A decisão de analisar a ação movida pelos defensores do petista já nesta terça foi tomada após o ministro Gilmar Mendes, a quem cabe “devolver” o processo a julgamento depois de um pedido de vista, ter retirado o habeas corpus da pauta na segunda-feira 24. Assim, o tema só seria analisado em agosto, após o recesso do Judiciário.

Logo no início da sessão na Segunda Turma nesta terça, no entanto, o advogado Cristiano Zanin Martins, que defende Lula, pediu que a ação fosse incluída na pauta. Zanin alegou que o habeas corpus teria prioridade porque ele está preso desde abril de 2018 e o julgamento da questão já foi iniciado – em dezembro, Fachin e Cármen votaram contra o pedido da defesa.

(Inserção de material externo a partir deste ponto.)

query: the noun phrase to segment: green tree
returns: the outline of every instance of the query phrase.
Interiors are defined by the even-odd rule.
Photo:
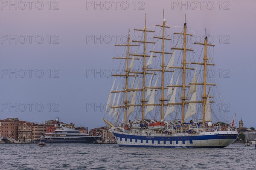
[[[252,130],[255,130],[255,129],[253,127],[251,127],[250,128],[250,129]]]

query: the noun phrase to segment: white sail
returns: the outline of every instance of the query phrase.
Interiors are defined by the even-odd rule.
[[[122,98],[121,99],[121,101],[122,100],[123,98],[124,98],[124,96],[122,95]],[[118,120],[118,118],[119,118],[119,113],[120,113],[120,110],[121,110],[121,108],[118,108],[118,111],[117,111],[117,114],[116,114],[116,120],[115,120],[115,123],[116,123],[117,122],[117,121]]]
[[[113,82],[113,84],[112,85],[112,87],[111,88],[111,90],[110,91],[110,93],[109,94],[109,96],[108,96],[108,102],[107,103],[107,106],[106,106],[106,110],[105,110],[105,113],[107,112],[107,110],[110,107],[110,105],[111,105],[111,98],[112,97],[112,93],[111,91],[113,91],[114,89],[114,87],[115,86],[115,84],[116,83],[116,77],[115,78],[115,80],[114,80],[114,82]]]
[[[172,53],[172,57],[170,60],[169,60],[169,61],[168,62],[168,64],[167,64],[167,65],[166,67],[165,70],[169,69],[170,67],[172,67],[174,65],[174,59],[175,59],[175,54],[176,53],[176,50],[174,50],[173,51],[173,53]]]
[[[118,90],[118,86],[119,86],[119,83],[120,82],[118,82],[118,84],[117,85],[117,87],[116,88],[116,90]],[[115,105],[115,102],[116,102],[116,94],[117,94],[117,93],[115,93],[115,95],[114,95],[114,98],[113,98],[113,101],[112,101],[112,103],[111,105],[111,106],[114,106]],[[114,110],[114,108],[111,108],[110,109],[110,110],[109,111],[109,113],[108,113],[108,116],[110,116],[110,115],[111,115],[111,114],[113,113],[113,111]]]
[[[159,76],[157,77],[157,81],[155,83],[155,85],[154,87],[157,87],[157,81],[158,81],[158,78]],[[156,92],[156,89],[154,88],[153,89],[152,91],[152,94],[151,94],[151,96],[150,96],[150,97],[149,98],[149,99],[148,100],[148,104],[154,104],[154,97],[155,97],[155,93]],[[145,116],[148,114],[148,112],[154,109],[154,106],[147,106],[147,109],[146,109],[146,111],[145,112]]]
[[[136,49],[136,51],[135,51],[135,54],[137,53],[137,50],[138,50],[138,48],[137,48]],[[131,64],[130,64],[130,66],[129,66],[129,69],[133,68],[133,65],[134,63],[135,60],[135,56],[134,56],[133,57],[132,57],[132,59],[131,60]],[[127,62],[128,62],[128,61],[127,61]]]
[[[136,76],[136,75],[135,75],[135,76],[134,76],[134,80],[132,82],[132,85],[131,85],[131,88],[133,88],[133,87],[134,86],[134,83],[135,82],[135,80],[136,79],[137,76]],[[130,96],[129,96],[129,98],[130,98],[131,97],[131,96],[132,96],[132,92],[133,92],[133,91],[130,91]]]
[[[152,83],[152,81],[153,80],[153,78],[154,77],[154,75],[155,72],[154,72],[151,76],[151,78],[150,79],[150,81],[149,82],[149,84],[148,84],[148,87],[151,87],[151,84]],[[148,88],[147,89],[147,95],[146,95],[146,97],[148,97],[148,96],[150,95],[151,93],[151,89],[150,88]]]
[[[177,78],[177,80],[176,80],[175,85],[178,85],[178,82],[179,82],[179,79],[180,79],[180,74],[178,76],[178,78]],[[174,90],[173,90],[173,93],[172,95],[171,96],[171,98],[170,99],[170,100],[169,100],[169,103],[175,103],[175,98],[176,98],[176,91],[177,90],[177,87],[175,87],[174,88]],[[163,117],[163,119],[165,119],[168,115],[171,114],[174,111],[175,109],[175,105],[168,105],[167,107],[167,108],[166,110],[165,113],[164,114],[164,116]]]
[[[153,48],[153,51],[154,50],[154,48],[155,48],[155,47],[156,47],[156,45],[155,45],[154,47],[154,48]],[[148,67],[149,65],[152,65],[152,64],[153,63],[153,54],[154,54],[153,52],[151,52],[151,54],[150,54],[150,56],[149,57],[149,58],[148,59],[148,62],[147,62],[147,65],[146,65],[146,67]]]
[[[172,78],[171,79],[171,81],[170,82],[170,85],[172,85],[172,82],[173,82],[173,77],[174,76],[174,74],[172,74]],[[167,95],[166,97],[170,96],[172,94],[172,87],[168,87],[168,91],[167,91]]]
[[[199,79],[199,76],[198,77],[197,83],[198,82],[198,79]],[[197,85],[195,85],[195,91],[193,92],[191,98],[190,99],[190,102],[195,102],[196,101],[196,94],[197,91]],[[186,119],[191,116],[194,115],[195,114],[196,110],[196,105],[195,103],[190,103],[188,106],[188,109],[186,113],[186,115],[185,116],[184,119]]]
[[[121,88],[122,89],[122,88]],[[118,95],[118,97],[117,97],[117,100],[116,101],[116,106],[119,106],[119,103],[120,103],[120,96],[121,96],[121,94],[122,93],[119,93],[119,94]],[[114,111],[114,113],[112,115],[112,117],[113,117],[115,115],[116,115],[117,113],[118,108],[116,108],[115,109],[115,111]]]
[[[190,99],[190,102],[194,102],[196,101],[196,90],[193,93],[191,98]],[[185,116],[184,119],[186,119],[191,116],[194,115],[195,114],[196,110],[196,104],[195,103],[189,103],[189,106],[188,106],[188,109],[186,112],[186,115]]]
[[[193,79],[192,79],[192,82],[195,83],[195,80],[196,79],[196,74],[197,71],[197,66],[195,68],[195,73],[194,74],[194,76],[193,77]],[[195,91],[195,85],[190,85],[190,88],[189,88],[189,93],[188,93],[188,96],[189,94],[192,94]]]
[[[205,116],[204,119],[206,121],[209,121],[212,120],[212,111],[211,110],[211,104],[209,100],[209,96],[207,96],[205,103]]]
[[[136,88],[138,88],[138,87],[139,86],[139,82],[140,81],[138,81],[138,82],[137,83],[137,85],[136,86]],[[132,99],[131,99],[131,105],[134,105],[135,104],[135,99],[136,99],[136,94],[137,94],[137,91],[134,91],[134,93],[133,94],[133,96],[132,96]],[[134,111],[134,106],[130,106],[129,108],[129,110],[128,110],[128,113],[127,113],[127,119],[129,117],[129,116]]]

Gilmar, então, propôs que os ministros não analisassem o mérito do habeas corpus e concedessem uma liminar, isto é, decisão provisória, para que Lula aguardasse o julgamento em liberdade.

“Diante do congestionamento da pauta, eu havia indicado o adiamento, mas tem razão o nobre advogado quando alega o alongamento desse pedido de prisão diante da sentença e da condenação, que foi confirmada em segundo grau no Tribunal Regional Federal. O que eu me abalançaria a propor, como fizemos em outros casos, é conceder medida para que o pacienta aguardasse em liberdade a nossa deliberação completa nessa Turma”, afirmou Gilmar.

Depois da proposta de Gilmar Mendes, Cármen Lúcia ouviu a opinião dos demais membros da Segunda Turma, que concordaram com a análise do habeas corpus nesta terça-feira.